Sem pressa, as principais indústrias farmacêuticas nacionais começam a se articular para ir à bolsa. O laboratório Aché, especializado em genéricos e medicamentos de prescrição médica, é o mais adiantado nesse processo e poderá fazer sua estreia no mercado de capitais a partir do segundo semestre, apurou o Valor.
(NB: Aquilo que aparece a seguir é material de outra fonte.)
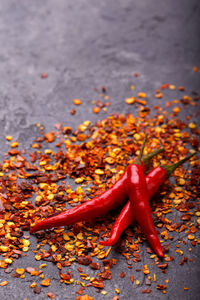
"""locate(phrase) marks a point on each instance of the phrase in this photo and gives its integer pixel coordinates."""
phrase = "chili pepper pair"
(132, 184)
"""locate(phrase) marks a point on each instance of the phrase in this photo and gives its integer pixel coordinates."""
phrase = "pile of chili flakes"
(65, 168)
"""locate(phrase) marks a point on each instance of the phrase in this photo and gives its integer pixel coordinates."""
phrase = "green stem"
(170, 169)
(138, 160)
(148, 157)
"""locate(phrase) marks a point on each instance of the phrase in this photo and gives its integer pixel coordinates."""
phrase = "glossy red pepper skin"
(153, 180)
(89, 210)
(138, 195)
(96, 207)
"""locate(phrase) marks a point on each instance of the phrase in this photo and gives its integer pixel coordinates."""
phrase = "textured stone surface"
(83, 45)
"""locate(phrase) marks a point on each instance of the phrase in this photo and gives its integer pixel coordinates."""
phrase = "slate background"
(84, 45)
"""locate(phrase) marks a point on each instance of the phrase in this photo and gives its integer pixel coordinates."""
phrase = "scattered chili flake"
(50, 295)
(195, 69)
(94, 156)
(44, 75)
(130, 100)
(146, 291)
(96, 110)
(4, 283)
(46, 282)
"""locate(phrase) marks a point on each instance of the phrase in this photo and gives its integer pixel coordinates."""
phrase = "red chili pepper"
(96, 207)
(153, 180)
(138, 195)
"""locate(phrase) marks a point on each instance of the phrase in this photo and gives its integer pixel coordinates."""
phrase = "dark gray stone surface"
(84, 45)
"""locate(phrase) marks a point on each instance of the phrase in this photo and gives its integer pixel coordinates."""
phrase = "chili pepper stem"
(170, 168)
(138, 160)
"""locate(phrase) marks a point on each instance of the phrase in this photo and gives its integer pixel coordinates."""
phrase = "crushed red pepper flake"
(94, 157)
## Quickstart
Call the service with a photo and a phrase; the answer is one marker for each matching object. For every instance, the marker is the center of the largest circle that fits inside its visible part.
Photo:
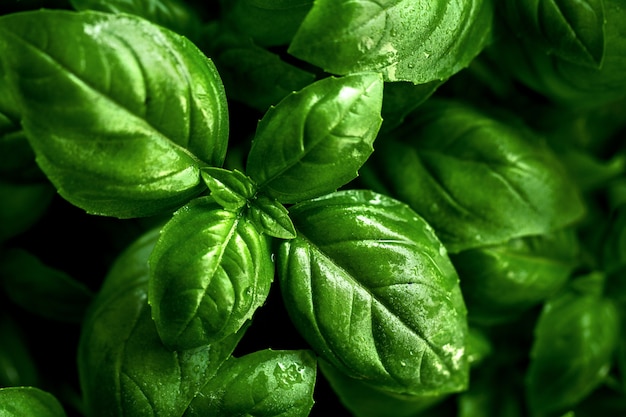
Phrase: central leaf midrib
(71, 74)
(371, 294)
(306, 150)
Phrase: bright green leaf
(372, 290)
(405, 40)
(315, 140)
(209, 272)
(261, 384)
(477, 180)
(575, 339)
(144, 100)
(123, 366)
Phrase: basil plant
(305, 208)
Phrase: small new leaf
(263, 384)
(315, 140)
(209, 272)
(231, 189)
(271, 217)
(575, 339)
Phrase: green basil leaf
(401, 98)
(175, 15)
(614, 241)
(565, 82)
(365, 401)
(575, 339)
(231, 189)
(372, 290)
(493, 392)
(268, 22)
(402, 39)
(42, 290)
(271, 218)
(315, 140)
(121, 113)
(209, 272)
(124, 367)
(571, 29)
(477, 180)
(17, 159)
(29, 401)
(253, 75)
(264, 384)
(501, 282)
(22, 206)
(17, 365)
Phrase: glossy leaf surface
(28, 401)
(403, 39)
(575, 339)
(123, 366)
(372, 290)
(365, 401)
(121, 113)
(231, 189)
(254, 75)
(175, 15)
(315, 140)
(264, 384)
(477, 180)
(209, 272)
Outras companhias do setor, como Eurofarma, Biolab, Cristália e EMS, não descartam seguir o mesmo caminho - embora ainda não estejam com a operação no forno.
Analistas e fontes do mercado financeiro ouvidos pelo Valor afirmaram que o interesse do mercado nos papéis dessas farmacêuticas é forte no curto e médio prazo, mas se essas companhias continuarem calcando suas apostas somente no segmento de genéricos o futuro dessas empresas na bolsa não é nada promissor. O mercado espera investimento em inovação.
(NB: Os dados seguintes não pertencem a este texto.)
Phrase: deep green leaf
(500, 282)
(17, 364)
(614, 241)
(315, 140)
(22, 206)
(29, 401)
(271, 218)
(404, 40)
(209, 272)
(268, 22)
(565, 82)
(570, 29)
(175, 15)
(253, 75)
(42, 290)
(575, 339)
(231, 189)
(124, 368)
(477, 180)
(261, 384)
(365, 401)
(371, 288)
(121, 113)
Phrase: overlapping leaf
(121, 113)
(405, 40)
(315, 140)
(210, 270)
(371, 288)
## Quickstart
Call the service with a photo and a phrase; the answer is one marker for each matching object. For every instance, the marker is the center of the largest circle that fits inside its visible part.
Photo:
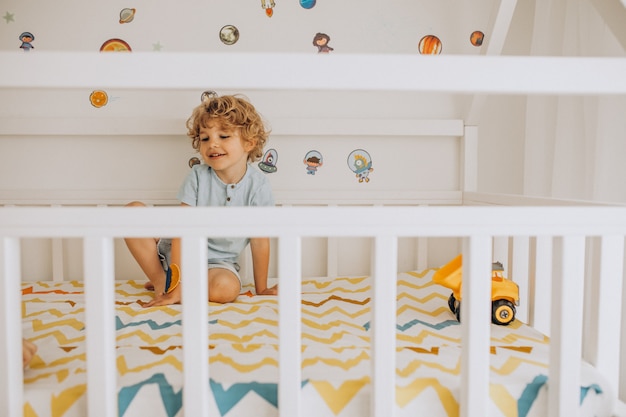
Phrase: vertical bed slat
(195, 326)
(289, 327)
(566, 326)
(11, 377)
(475, 326)
(519, 273)
(542, 285)
(100, 327)
(607, 342)
(383, 328)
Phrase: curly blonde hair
(231, 111)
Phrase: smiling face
(225, 151)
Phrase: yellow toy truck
(504, 292)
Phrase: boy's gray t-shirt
(203, 187)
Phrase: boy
(229, 134)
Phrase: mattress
(243, 354)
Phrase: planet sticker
(115, 45)
(229, 35)
(194, 161)
(308, 4)
(98, 98)
(127, 15)
(476, 38)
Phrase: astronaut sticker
(360, 162)
(313, 160)
(268, 163)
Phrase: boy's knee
(223, 289)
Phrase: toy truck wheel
(503, 312)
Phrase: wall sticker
(27, 38)
(313, 160)
(360, 162)
(268, 163)
(320, 40)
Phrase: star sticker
(9, 17)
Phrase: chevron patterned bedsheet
(243, 354)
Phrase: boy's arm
(260, 248)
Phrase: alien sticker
(360, 162)
(313, 160)
(268, 163)
(27, 38)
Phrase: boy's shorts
(164, 250)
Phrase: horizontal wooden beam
(363, 72)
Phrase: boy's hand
(269, 291)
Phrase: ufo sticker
(115, 45)
(360, 162)
(229, 35)
(268, 163)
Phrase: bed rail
(566, 228)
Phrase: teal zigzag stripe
(529, 395)
(225, 399)
(153, 325)
(414, 322)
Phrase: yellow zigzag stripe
(422, 299)
(245, 323)
(416, 285)
(503, 400)
(404, 395)
(61, 361)
(241, 367)
(53, 311)
(53, 284)
(331, 325)
(241, 339)
(346, 365)
(148, 339)
(39, 325)
(415, 364)
(343, 289)
(323, 284)
(29, 411)
(123, 368)
(336, 399)
(60, 337)
(316, 313)
(433, 313)
(61, 403)
(514, 337)
(512, 363)
(135, 312)
(421, 274)
(333, 338)
(60, 375)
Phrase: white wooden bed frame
(561, 235)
O setor farmacêutico só está representado na bolsa por meio da Hypermarcas - hoje cerca de 45% das receitas da empresa vêm desse segmento. A empresa foi bastante atuante na consolidação do setor, com aquisições relevantes, como Neo Química e Mantecorp. Na avaliação do mercado, inclusive, chegou a pagar preços muito altos para ficar com os ativos.
Boa parte dos laboratórios nacionais virou alvo de grandes multinacionais interessadas em crescer no país, sobretudo no segmento de genéricos. Esses produtos representaram 22% do total de medicamentos vendidos no país em 2011 e deverão dobrar sua participação até 2015.
A expectativa do mercado para um movimento de abertura de capital das grandes farmacêuticas nacionais começou a ganhar força nos últimos três anos, como forma de essas companhias promoverem sua expansão dentro e fora do país e fazerem frente às estrangeiras.
A francesa Sanofi-Aventis começou a puxar a fila desse movimento no fim de 2009, ao adquirir a nacional Medley, que estava endividada. A americana Pfizer adquiriu 40% de participação da nacional Teuto, também especializada em genéricos.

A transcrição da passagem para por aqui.